As in so many parts of Latin America and the global South, family, peasant and indigenous agriculture and small-scale food production were crucial during the worst moments of the pandemic.
“We couldn’t go out, we couldn’t go shopping, the streets were desolate,” Sandra recalls. “It was so important to have our edible and medicinal gardens within our homes and plots of land. We did not starve because, thank God, we know how to sow, we know how to cultivate.”
The Honduran activist told us about the importance of bartering and the local economy during Covid-19 lockdowns, as well as the role of natural medicine. She highlighted the role played by Dr. Juan Almendares, the national and international advisor for Madre Tierra and a historical leader. He encourages his colleagues to sow aloe vera, rosemary, yanten (plaintain), turmeric, ginger, and trains them in the use of medicinal plants. Also important are oregano, yerba buena and mint. “If we have the knowledge of these medicinal plants and know how to use them, we can save many lives. It’s also less costly,” Sandra declared.
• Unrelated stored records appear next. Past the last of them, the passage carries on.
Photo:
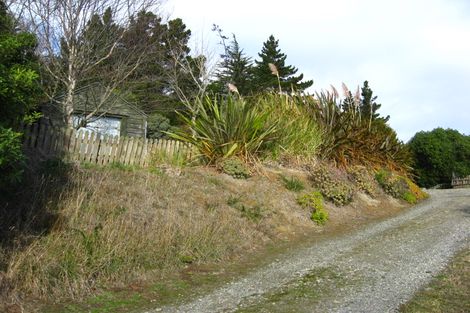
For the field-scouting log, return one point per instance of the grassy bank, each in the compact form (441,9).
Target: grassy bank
(75,232)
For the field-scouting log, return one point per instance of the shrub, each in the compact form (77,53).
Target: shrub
(399,187)
(332,188)
(439,154)
(235,168)
(314,202)
(363,179)
(298,134)
(354,138)
(157,125)
(292,183)
(11,157)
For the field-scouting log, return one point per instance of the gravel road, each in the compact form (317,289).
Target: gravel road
(376,267)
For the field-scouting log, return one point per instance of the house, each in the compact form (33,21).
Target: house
(111,113)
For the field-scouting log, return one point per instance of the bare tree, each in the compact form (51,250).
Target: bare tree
(73,52)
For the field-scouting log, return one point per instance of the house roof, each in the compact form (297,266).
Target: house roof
(114,95)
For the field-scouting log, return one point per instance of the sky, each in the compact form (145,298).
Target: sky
(414,53)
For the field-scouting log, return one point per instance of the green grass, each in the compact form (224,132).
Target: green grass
(292,183)
(449,292)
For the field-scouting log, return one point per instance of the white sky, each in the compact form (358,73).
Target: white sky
(414,53)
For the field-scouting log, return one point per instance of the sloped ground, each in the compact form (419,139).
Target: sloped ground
(372,269)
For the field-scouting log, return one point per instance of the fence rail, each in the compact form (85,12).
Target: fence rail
(86,146)
(461,182)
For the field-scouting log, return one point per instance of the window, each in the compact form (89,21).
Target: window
(104,125)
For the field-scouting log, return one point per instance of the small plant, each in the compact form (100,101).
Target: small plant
(319,216)
(226,127)
(314,202)
(399,187)
(293,183)
(332,188)
(235,168)
(233,200)
(161,157)
(254,214)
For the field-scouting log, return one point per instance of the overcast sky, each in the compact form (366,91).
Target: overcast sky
(414,53)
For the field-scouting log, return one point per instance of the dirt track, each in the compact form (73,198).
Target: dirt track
(373,269)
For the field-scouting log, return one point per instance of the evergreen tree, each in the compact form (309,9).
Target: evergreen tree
(269,78)
(236,69)
(18,71)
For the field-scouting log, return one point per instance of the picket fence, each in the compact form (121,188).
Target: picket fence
(90,147)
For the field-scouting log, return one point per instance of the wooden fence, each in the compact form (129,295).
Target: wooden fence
(85,146)
(461,182)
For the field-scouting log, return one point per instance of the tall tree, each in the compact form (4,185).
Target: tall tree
(438,155)
(279,76)
(236,69)
(67,57)
(18,92)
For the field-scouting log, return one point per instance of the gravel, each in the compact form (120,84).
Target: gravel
(385,263)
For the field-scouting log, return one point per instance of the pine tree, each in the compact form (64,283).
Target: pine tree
(282,76)
(236,69)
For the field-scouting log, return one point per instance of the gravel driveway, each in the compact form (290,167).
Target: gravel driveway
(373,269)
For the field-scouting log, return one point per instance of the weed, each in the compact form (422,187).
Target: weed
(122,166)
(235,168)
(162,157)
(409,197)
(399,187)
(332,188)
(254,214)
(226,127)
(233,200)
(293,183)
(314,202)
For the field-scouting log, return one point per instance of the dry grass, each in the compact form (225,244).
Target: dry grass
(114,227)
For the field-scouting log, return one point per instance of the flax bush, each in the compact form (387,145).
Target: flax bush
(298,134)
(314,202)
(335,189)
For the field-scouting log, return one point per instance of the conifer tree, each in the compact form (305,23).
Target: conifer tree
(282,76)
(236,69)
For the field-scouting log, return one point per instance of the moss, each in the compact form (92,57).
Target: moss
(235,168)
(399,187)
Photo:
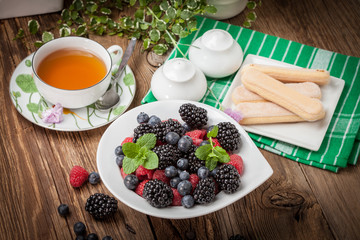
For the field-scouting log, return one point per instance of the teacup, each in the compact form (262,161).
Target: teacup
(57,67)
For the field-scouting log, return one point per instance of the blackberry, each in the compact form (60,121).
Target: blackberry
(158,193)
(194,116)
(167,154)
(141,130)
(228,178)
(228,136)
(101,206)
(205,191)
(194,162)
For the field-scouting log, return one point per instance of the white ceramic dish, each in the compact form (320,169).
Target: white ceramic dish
(308,135)
(27,101)
(257,170)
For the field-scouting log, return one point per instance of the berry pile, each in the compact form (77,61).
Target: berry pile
(183,176)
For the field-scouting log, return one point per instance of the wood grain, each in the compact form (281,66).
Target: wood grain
(297,202)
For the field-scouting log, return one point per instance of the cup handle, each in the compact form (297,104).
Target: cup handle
(116,53)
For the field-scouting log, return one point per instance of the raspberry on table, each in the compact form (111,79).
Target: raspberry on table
(78,176)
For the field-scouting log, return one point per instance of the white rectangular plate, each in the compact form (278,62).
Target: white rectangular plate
(308,135)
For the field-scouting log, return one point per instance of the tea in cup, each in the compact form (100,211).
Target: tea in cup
(74,71)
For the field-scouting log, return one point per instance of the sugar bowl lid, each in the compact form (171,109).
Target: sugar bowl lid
(179,70)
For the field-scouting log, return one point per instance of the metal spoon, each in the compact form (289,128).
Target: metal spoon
(111,98)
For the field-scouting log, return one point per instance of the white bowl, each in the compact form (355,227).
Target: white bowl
(178,79)
(74,98)
(256,168)
(216,53)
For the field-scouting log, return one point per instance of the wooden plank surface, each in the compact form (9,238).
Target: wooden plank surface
(297,202)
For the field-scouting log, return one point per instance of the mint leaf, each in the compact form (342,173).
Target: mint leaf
(130,149)
(129,165)
(147,140)
(203,151)
(221,154)
(152,160)
(213,132)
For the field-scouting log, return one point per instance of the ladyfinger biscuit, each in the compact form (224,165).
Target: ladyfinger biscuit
(264,113)
(275,91)
(241,94)
(318,76)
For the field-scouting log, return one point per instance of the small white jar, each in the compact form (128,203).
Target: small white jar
(216,53)
(178,79)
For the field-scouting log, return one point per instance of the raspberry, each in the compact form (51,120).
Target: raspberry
(128,139)
(194,179)
(177,198)
(160,175)
(140,188)
(143,173)
(237,162)
(78,176)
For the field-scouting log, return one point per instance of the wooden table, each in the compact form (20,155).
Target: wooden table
(297,202)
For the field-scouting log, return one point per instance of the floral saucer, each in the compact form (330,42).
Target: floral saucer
(30,103)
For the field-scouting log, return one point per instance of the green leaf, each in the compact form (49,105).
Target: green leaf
(47,36)
(33,26)
(26,83)
(33,107)
(129,79)
(129,165)
(154,35)
(213,132)
(202,152)
(152,160)
(210,9)
(147,140)
(130,149)
(119,110)
(28,63)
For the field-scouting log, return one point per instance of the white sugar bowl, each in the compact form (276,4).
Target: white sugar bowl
(178,79)
(216,53)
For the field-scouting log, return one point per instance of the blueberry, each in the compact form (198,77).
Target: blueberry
(92,236)
(184,144)
(142,118)
(107,238)
(184,187)
(188,201)
(213,172)
(184,175)
(79,228)
(171,171)
(203,172)
(182,163)
(131,181)
(118,151)
(204,142)
(172,138)
(119,160)
(174,182)
(63,210)
(94,178)
(153,120)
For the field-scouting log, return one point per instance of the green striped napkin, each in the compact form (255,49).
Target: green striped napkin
(341,144)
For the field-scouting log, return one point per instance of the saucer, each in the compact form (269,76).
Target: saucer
(28,102)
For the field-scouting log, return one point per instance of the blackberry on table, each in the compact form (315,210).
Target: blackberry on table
(193,162)
(101,206)
(228,136)
(141,130)
(158,193)
(167,154)
(194,116)
(228,178)
(205,191)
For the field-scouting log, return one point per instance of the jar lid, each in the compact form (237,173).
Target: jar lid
(217,40)
(179,70)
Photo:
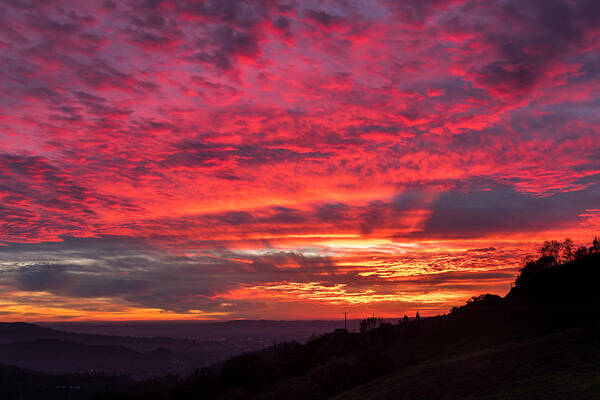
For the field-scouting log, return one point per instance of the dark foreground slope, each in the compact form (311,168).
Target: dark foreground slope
(542,333)
(563,365)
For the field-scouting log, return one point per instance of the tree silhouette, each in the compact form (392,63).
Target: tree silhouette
(551,248)
(581,252)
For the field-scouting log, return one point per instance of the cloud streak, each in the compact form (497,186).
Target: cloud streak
(257,154)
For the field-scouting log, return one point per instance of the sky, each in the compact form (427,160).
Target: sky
(289,159)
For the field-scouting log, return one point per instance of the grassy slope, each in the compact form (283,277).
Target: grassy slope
(564,365)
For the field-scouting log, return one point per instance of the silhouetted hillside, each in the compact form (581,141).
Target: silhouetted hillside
(515,335)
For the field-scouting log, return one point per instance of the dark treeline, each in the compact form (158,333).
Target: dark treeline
(556,291)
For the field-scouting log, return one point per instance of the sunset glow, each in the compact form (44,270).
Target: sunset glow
(289,160)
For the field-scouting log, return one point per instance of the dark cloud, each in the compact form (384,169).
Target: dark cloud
(504,210)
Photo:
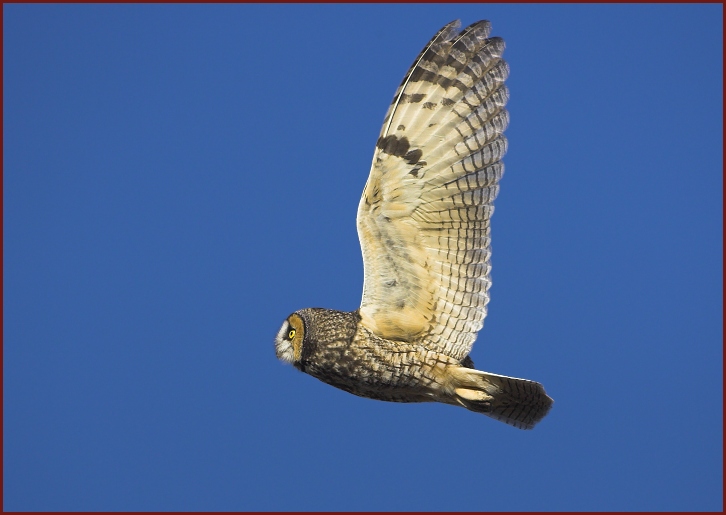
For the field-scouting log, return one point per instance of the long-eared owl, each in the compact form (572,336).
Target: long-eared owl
(423,224)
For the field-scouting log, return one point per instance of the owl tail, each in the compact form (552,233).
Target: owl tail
(518,402)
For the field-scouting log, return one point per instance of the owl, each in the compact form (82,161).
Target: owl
(424,228)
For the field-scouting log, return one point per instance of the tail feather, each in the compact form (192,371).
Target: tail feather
(518,402)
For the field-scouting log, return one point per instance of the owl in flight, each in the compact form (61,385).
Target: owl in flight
(423,224)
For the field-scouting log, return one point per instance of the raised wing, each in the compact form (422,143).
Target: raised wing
(423,219)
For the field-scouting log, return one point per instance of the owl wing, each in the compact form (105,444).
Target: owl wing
(423,218)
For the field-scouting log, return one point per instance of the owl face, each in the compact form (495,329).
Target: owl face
(289,339)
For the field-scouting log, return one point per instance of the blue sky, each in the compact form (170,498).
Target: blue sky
(179,178)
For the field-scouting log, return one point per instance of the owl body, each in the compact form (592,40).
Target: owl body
(424,228)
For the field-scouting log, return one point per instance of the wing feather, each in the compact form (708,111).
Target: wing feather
(423,218)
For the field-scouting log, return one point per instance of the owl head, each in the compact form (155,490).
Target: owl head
(289,339)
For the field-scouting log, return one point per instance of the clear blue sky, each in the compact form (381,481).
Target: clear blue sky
(179,178)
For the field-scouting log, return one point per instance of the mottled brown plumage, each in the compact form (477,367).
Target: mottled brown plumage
(423,224)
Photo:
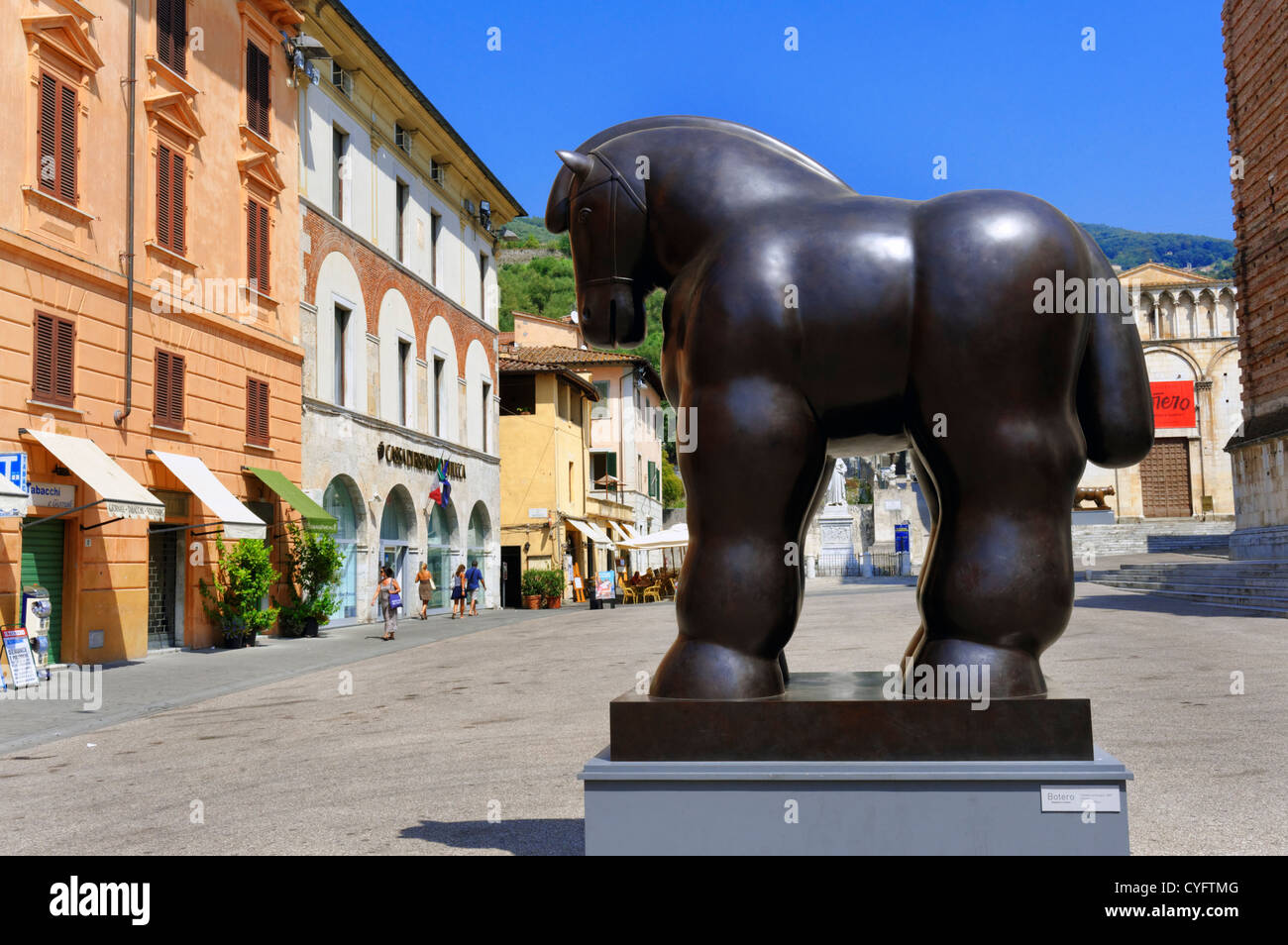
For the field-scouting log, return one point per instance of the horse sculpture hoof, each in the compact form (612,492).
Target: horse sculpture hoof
(1012,674)
(697,670)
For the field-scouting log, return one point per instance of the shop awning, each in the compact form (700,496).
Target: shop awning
(123,496)
(316,518)
(674,537)
(237,520)
(590,531)
(13,499)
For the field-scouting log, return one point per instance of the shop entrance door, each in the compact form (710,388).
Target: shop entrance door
(1164,479)
(162,586)
(43,566)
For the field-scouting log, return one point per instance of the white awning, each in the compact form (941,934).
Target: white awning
(674,537)
(236,519)
(123,496)
(590,531)
(13,499)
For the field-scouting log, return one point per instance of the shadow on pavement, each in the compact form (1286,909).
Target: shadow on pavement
(553,837)
(1154,604)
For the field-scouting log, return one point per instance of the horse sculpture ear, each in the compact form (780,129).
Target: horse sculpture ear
(578,162)
(557,207)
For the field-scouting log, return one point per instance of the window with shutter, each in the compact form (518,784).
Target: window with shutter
(56,136)
(172,34)
(257,412)
(53,353)
(257,246)
(167,396)
(257,90)
(170,205)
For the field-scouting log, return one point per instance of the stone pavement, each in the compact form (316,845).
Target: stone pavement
(441,734)
(179,678)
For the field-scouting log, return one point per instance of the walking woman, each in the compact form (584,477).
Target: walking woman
(425,582)
(459,591)
(389,593)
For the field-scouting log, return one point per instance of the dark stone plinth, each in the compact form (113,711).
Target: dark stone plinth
(836,716)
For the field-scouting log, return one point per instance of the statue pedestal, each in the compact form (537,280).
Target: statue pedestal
(833,766)
(845,807)
(836,540)
(1094,516)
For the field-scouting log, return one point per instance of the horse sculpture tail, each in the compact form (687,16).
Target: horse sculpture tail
(1115,404)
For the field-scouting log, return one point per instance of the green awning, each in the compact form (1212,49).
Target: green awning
(316,518)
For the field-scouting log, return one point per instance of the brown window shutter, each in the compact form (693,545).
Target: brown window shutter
(64,355)
(178,211)
(163,213)
(161,394)
(165,33)
(176,382)
(257,412)
(253,245)
(172,34)
(263,249)
(48,167)
(257,89)
(67,145)
(43,358)
(263,411)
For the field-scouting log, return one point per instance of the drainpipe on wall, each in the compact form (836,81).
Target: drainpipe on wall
(132,81)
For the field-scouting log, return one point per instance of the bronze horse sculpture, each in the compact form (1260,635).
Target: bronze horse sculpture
(804,321)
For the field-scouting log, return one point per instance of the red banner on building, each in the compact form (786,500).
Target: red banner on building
(1173,404)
During the pandemic, OFRANEH also created health care centres, which now are called ‘ancestral health homes’. “We are waging war on pharmaceutical companies, in practice,” says the organisation’s general coordinator, Miriam Miranda [12]. “We tell them, you have to drink the tea, not take the pill.”
Another activity led by Madre Tierra and OFRANEH is the community management of forests, reforestation with ornamental and fruit trees, caring for biodiversity, fauna and flora.
Organisation and alliances: the key to implementing alternatives
In addition to the community work in Triunfo de la Cruz, Vallecito and Reitoca, a municipality in the department of Francisco Morazán, Madre Tierra also works in the capital city Tegucigalpa to denounce the agrocommodities model and promote alternatives.
“We are about 26 to 28 coordinators. Each one, based in their neighbourhoods and colonies, gives health workshops and sovereignty workshops. We teach about soil and caring for seeds. We show them the importance of having an edible, medicinal garden in their homes,” Sandra explains.
Madre Tierra’s work to train groups of women, young people and children in the capital is remarkable. Women from the organisation go in to schools, kindergartens and parks to lead reforestation activities and river clean-ups. Word of their work spreads fast, and they are often called to come and support in other places.Another key player in the building of alternatives is the National Autonomous University of Honduras (UNAH), where Dr. Almendares was Rector from 1979 to 1982. Sandra explained how agronomists from the University come in to communities to share seeds and knowledge. “It’s nice to work alongside them; they learn from us and we learn from them,” she added. Though she then claimed that “the university we have attended is life itself, the one that has taught us to get ahead, because the more we learn, the more we want to know and the more we want to share.”
In August 2022, at a protest in Tegucigalpa [8] city, OFRANEH stated: ”We come from territories where life, dignity and well-being are fought for and built, with the encouragement of those who have preceded us in our rebellious history.”